His last three releases — Nothing’s in Vain (Coono Du Réér), 2004’s Grammy-winning Egypt and the just-released Rokku Mi Rokka (Give and Take) — reveal a more pensive, though no less worldly, N’Dour as explorer of his homeland’s deep-rooted spirituality and vivid traditional sonic textures. Egypt stands out as a one-of-a-kind accomplishment, a celebration of Senegalese Sufi Islam recorded mainly in Cairo, inspired in conception and gorgeously profound in execution. N’Dour looks north on Rokku Mi Rokka; not to French chanson or American R&B, but to Senegal’s northern desert lands that roll into Mali and Mauritania — areas that possess a distinct folkloric rootstock. It’s not a new concept: city boy goes in search of elusive muse in the simpler, rural sounds of the backcountry. In N’Dour’s case, these Sahelian campfire songs hit a fresh, creative sweet spot.

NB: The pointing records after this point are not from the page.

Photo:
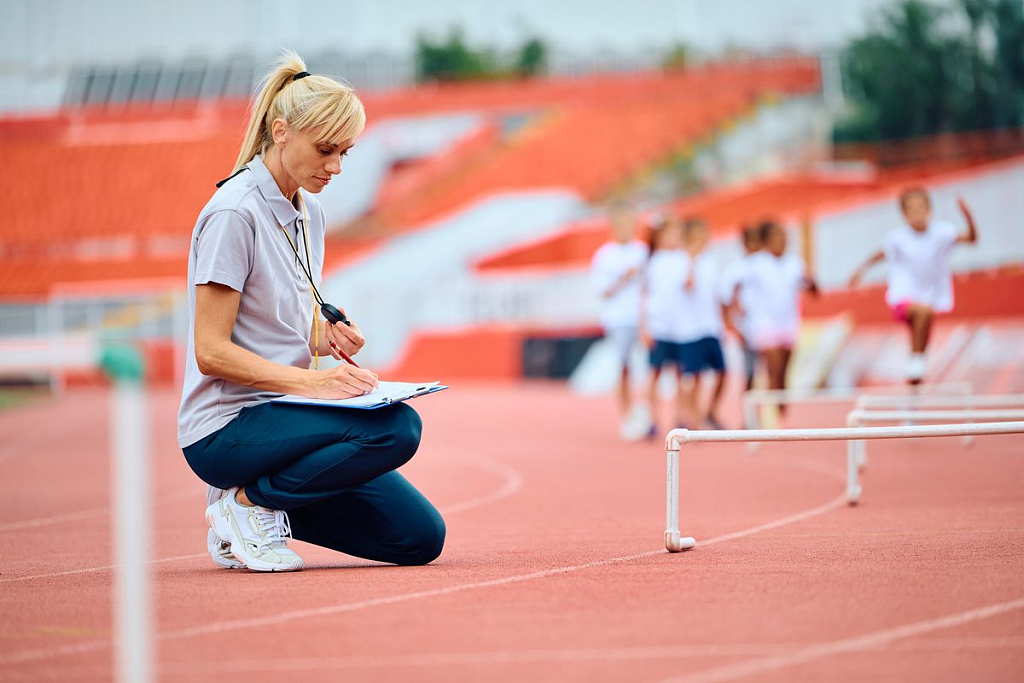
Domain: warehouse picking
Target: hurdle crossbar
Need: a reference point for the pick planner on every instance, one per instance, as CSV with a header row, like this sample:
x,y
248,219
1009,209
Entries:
x,y
969,401
857,450
757,397
675,439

The bluesy northern tinges channeled by N’Dour and friends may not be as overt as those tapped by fellow countryman Baaba Maal, but they still mark a distinctive change from Super Étoile’s usual lurking-behind-the-downbeat, cross-rhythmic sophistication. The grooves flow in a deceptively effortless, circular way. Guitars riff jingle-jangle jaunty, tama and sabar flutter and pop. The front-porch mojo gets a boost from special guests like former Ali Farka Touré sideman Bassekou Kouyate, whose xalam harp-lute provides down-home pluck ’n’ twang.

The arrangements leave the Man With the Voice plenty of room for his talk-sung Wolof declamations as well as his nerve-exposing, full-throated exhortations on tunes like the sarcastic put-down “Sama Gàmmu” (“My Rival”) and “Létt Ma” (“Indecision”), a lover’s plea for her partner to “make up your mind already!” Stepping just outside the glow of the pastoral dance party, subtly morphed dancehall shuffles propel “Baay Faal” and “Sportif” across the arid soil.

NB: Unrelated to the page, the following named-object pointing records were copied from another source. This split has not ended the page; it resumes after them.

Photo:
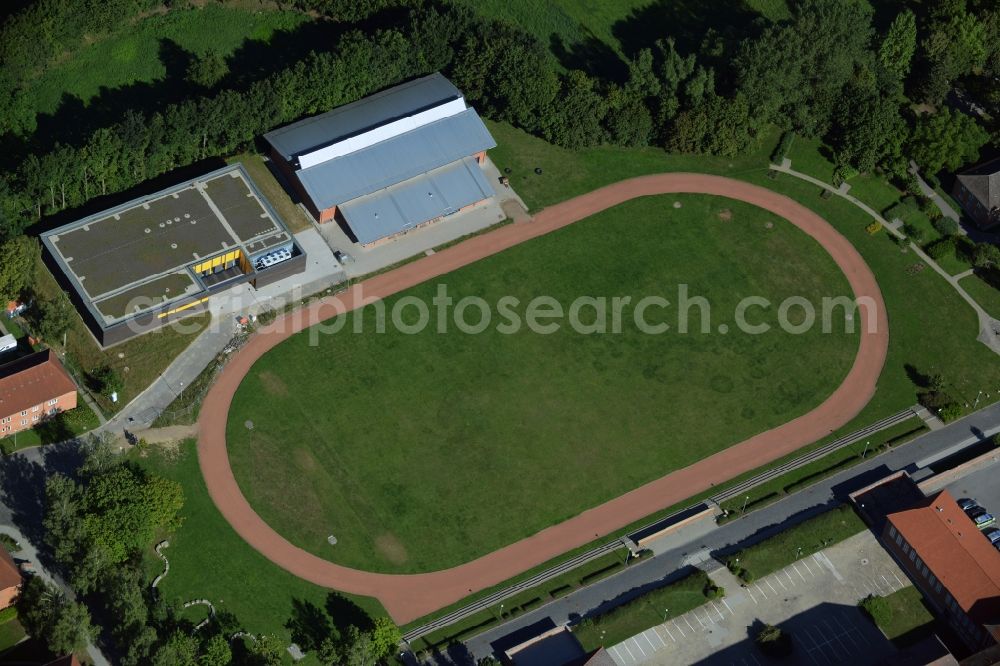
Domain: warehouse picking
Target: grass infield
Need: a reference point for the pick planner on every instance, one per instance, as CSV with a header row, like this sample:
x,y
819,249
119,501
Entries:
x,y
420,452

N’Dour’s propensity for Big Pop wins out on the final two tracks, which dilute the album’s sonorous consistency. Gospelesque choruses and hefty drum thump fatten up “Xel” (“Think”), while Afro-club-funky “Wake Up (It’s Africa Calling)” — with N’Dour and Neneh Cherry reprising their “7 Seconds” partnership — comes off like a well-intentioned but commercial bonus track.

Seems N’Dour has not given up on his crossover dreams just yet.

YOUSSOU N’DOUR | Rokku Mi Rokka (Give and Take) | Nonesuch Records

Youssou N’Dour and Super Étoile de Dakar play at UCLA’s Royce Hall, 8 p.m., Sat., Dec. 1.